Esther McVey has replaced David Gauke as secretary of state for work and pensions, becoming the fifth person to hold the post since the Conservatives took power in 2015.
Gauke moves on after just seven months to take the post of justice secretary in Theresa May’s cabinet reshuffle. None of his predecessors, Iain Duncan Smith, Stephen Crabb, or Damian Green lasted for more than a year.
McVey held the post of employment minister between 2013 and 2015, before losing her Wirral West seat in the 2015 General Election. She re-entered Parliament in 2017 when she was given the safe Tatton seat vacated by George Osborne.
Pensions and financial inclusion minister Guy Opperman MP has retained his role.
The reshuffle sees Jeremy Hunt MP given responsibility for social care within the health secretary brief. This added responsibility reflects a planned Government move towards combining funding of health and social care through controversial new accountable care organisations (ACOs), currently being proposed by Hunt.

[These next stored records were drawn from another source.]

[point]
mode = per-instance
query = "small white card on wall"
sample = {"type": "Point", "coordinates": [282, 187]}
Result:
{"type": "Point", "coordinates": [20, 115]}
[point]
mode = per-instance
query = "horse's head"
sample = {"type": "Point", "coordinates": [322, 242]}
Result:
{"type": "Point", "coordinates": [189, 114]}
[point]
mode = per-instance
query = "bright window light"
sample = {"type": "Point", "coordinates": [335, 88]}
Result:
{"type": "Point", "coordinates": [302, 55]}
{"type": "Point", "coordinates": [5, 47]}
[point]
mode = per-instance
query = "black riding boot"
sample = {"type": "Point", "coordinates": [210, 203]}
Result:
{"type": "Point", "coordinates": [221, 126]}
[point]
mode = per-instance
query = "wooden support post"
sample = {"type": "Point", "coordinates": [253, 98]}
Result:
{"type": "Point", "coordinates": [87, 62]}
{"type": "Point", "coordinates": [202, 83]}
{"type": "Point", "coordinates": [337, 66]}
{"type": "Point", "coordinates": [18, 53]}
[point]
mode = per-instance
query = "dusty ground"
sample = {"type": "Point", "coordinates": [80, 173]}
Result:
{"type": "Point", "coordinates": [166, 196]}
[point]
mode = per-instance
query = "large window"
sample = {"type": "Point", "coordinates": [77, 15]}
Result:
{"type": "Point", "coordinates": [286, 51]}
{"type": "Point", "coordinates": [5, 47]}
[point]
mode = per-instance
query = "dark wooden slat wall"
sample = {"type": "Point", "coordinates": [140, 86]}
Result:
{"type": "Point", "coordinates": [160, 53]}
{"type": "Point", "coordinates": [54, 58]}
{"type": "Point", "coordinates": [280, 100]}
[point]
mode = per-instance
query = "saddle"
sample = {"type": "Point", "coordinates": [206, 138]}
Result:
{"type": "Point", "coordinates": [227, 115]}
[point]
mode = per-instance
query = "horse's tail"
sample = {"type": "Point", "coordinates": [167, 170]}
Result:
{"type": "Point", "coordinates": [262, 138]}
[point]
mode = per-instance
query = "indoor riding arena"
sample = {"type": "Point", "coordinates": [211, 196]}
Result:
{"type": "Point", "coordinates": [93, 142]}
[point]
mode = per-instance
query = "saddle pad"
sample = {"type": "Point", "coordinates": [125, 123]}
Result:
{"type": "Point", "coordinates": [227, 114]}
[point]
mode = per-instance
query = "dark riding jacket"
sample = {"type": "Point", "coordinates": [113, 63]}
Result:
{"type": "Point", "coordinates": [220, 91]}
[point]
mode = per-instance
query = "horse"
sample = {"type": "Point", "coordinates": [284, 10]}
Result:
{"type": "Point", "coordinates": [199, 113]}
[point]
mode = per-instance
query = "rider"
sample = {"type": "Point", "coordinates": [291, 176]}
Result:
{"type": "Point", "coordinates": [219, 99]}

Barnett Waddingham senior consultant Malcolm McLean says: “The revolving door for DWP Ministers is beginning another spin. With the new incumbent now in post we will have had five secretaries of state since the start of the Conservative government in May 2015 and as many as 14 under different governments since 1997.
“This is a high turnover and the Government is not giving ministers enough time in the post to get to grips with the issues. It is particularly disappointing that it has been found necessary to move David Gauke on after a little more than six months in the job.
“His background and experience in the Treasury was widely seen as a valuable addition to a department desperately in need of consolidation and respite after several years of upheaval and turbulence, especially in the pensions sphere.”